Il couvre des domaines variés, tels que les parlements, les gouvernements, les grandes entreprises, les ONG ou encore les médias.

L’objectif est de fournir des données fiables, comparables entre pays et actualisées régulièrement, permettant ainsi de mesurer les écarts et de guider les politiques publiques.

Selon les dernières analyses, les femmes occupent en moyenne 33% des sièges dans les parlements nationaux et 25% des postes ministériels dans les gouvernements de l’UE.

Dans les grandes entreprises cotées, elles représentent 22% des membres des conseils d’administration, un chiffre bien en deçà de la cible européenne de 40% à atteindre d’ici 2026.

À l’opposé, le secteur judiciaire fait figure d’exception, avec près de 45% des postes de juge occupés par des femmes.
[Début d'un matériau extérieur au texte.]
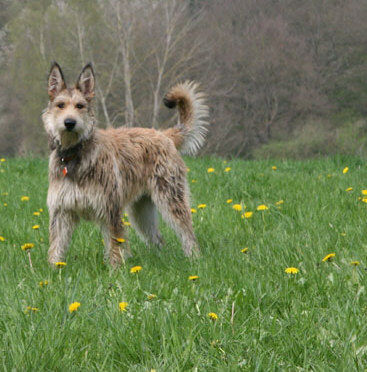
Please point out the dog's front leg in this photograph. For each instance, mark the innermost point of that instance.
(61, 228)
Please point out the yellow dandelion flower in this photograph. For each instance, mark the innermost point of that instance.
(193, 277)
(328, 257)
(123, 306)
(60, 265)
(291, 270)
(135, 269)
(213, 316)
(27, 246)
(74, 306)
(43, 283)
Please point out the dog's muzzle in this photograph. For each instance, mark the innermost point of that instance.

Le rapport relève en outre des disparités géographiques importantes : si les pays nordiques affichent des taux de représentation féminine supérieurs à 40% dans de nombreux domaines, d’autres États, notamment d’Europe centrale et orientale, peinent à dépasser les 20%.

Cette mise à jour méthodologique intègre des améliorations dans la collecte et le traitement des données, notamment pour mieux refléter les réalités locales et internationales.

L’EIGE appelle à une standardisation des pratiques entre pays et de la transparence des organisations, notamment dans des secteurs encore sous-documentés comme les ONG ou les institutions locales.